The Bucharest Chamber of Commerce Palace (Palatul Camerei de Comerț București), also the Stock Exchange Palace (Palatul Bursei), is a building located at 4 Ion Ghica Street, Bucharest, Romania.

In 1904, the head of the Bucharest Chamber of Commerce asked King Carol I for land on which to build a headquarters. He was granted a parcel in 1906 from the state's holdings. Fourteen architects submitted designs in 1907; Ștefan Burcuș was selected. Special brick and reinforced concrete were used in order to ensure the building's stability; Gogu Constantinescu supervised the latter material. The cost was estimated at 800,000 gold lei. The cornerstone was laid in May 1908, in the presence of various officials. The palace was inaugurated in 1911, with a speech by the King. It was used as a stock market for goods. In 1949, the nascent communist regime nationalized the building. It hosted the National Library of Romania until 2008, when the Chamber of Commerce regained possession.
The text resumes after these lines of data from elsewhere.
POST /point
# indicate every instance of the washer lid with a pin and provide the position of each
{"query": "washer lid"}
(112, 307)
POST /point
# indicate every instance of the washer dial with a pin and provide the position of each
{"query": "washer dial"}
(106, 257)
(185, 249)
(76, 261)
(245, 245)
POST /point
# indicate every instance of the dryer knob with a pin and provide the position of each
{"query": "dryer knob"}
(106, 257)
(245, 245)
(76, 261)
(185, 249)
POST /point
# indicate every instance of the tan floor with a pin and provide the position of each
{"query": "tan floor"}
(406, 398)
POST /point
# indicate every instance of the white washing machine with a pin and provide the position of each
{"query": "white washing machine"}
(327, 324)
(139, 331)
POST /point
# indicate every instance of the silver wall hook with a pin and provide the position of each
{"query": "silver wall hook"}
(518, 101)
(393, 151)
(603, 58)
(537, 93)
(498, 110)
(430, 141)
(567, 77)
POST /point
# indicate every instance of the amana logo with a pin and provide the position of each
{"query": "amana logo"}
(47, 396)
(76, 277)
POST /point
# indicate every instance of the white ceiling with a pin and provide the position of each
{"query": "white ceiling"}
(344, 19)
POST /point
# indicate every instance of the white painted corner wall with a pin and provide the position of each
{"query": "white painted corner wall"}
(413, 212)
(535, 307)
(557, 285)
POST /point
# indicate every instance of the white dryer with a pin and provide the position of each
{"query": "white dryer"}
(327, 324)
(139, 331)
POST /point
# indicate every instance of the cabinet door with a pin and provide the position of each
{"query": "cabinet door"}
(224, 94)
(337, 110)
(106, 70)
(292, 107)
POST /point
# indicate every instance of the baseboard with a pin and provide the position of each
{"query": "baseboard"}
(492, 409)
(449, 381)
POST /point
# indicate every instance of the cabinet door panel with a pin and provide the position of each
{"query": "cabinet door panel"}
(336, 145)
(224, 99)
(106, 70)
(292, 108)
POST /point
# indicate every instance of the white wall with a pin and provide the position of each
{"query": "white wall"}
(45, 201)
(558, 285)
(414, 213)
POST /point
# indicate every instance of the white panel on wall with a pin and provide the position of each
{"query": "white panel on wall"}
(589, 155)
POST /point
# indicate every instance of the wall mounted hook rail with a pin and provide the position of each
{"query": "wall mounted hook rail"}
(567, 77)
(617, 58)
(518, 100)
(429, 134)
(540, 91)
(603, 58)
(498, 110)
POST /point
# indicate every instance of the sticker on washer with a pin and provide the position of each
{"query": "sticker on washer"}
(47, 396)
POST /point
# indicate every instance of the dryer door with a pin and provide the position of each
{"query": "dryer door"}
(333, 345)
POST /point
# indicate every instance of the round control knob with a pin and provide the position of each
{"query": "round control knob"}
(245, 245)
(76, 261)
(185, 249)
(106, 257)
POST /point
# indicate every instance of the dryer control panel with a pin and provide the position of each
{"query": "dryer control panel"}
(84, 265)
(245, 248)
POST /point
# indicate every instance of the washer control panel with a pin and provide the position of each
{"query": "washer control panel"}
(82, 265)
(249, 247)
The building has two tall floors, an attic and a basement, measuring 1957 square meters in total. Described by one observer as featuring “a simple, beautiful majesty, with a grandiose facade, classical and alive”, it is richly decorated, with a rounded front, interrupted corniches and a skylit mansard. Its principal element is the main entrance on the street corner, with its curved balcony topped by a central arch. A blazon has a lion's head in bas-relief, flanked by two allegories in ronde-bosse stone: Industry on the left (a veiled woman holding a hammer) and Commerce on the right (Mercury holding a caduceus and an anchor). The first two floors are in bossage, while the remainder has pilasters and Ionic capitals. The style becomes finer as it climbs from the massive stone foundation to the cast-iron balustrades of the balconies. The ceiling and panels of the council chamber are decorated in the style of François Boucher. The Chamber of Commerce seal appears on the exterior and interior.

The building is listed as a historic monument by Romania's Ministry of Culture and Religious Affairs.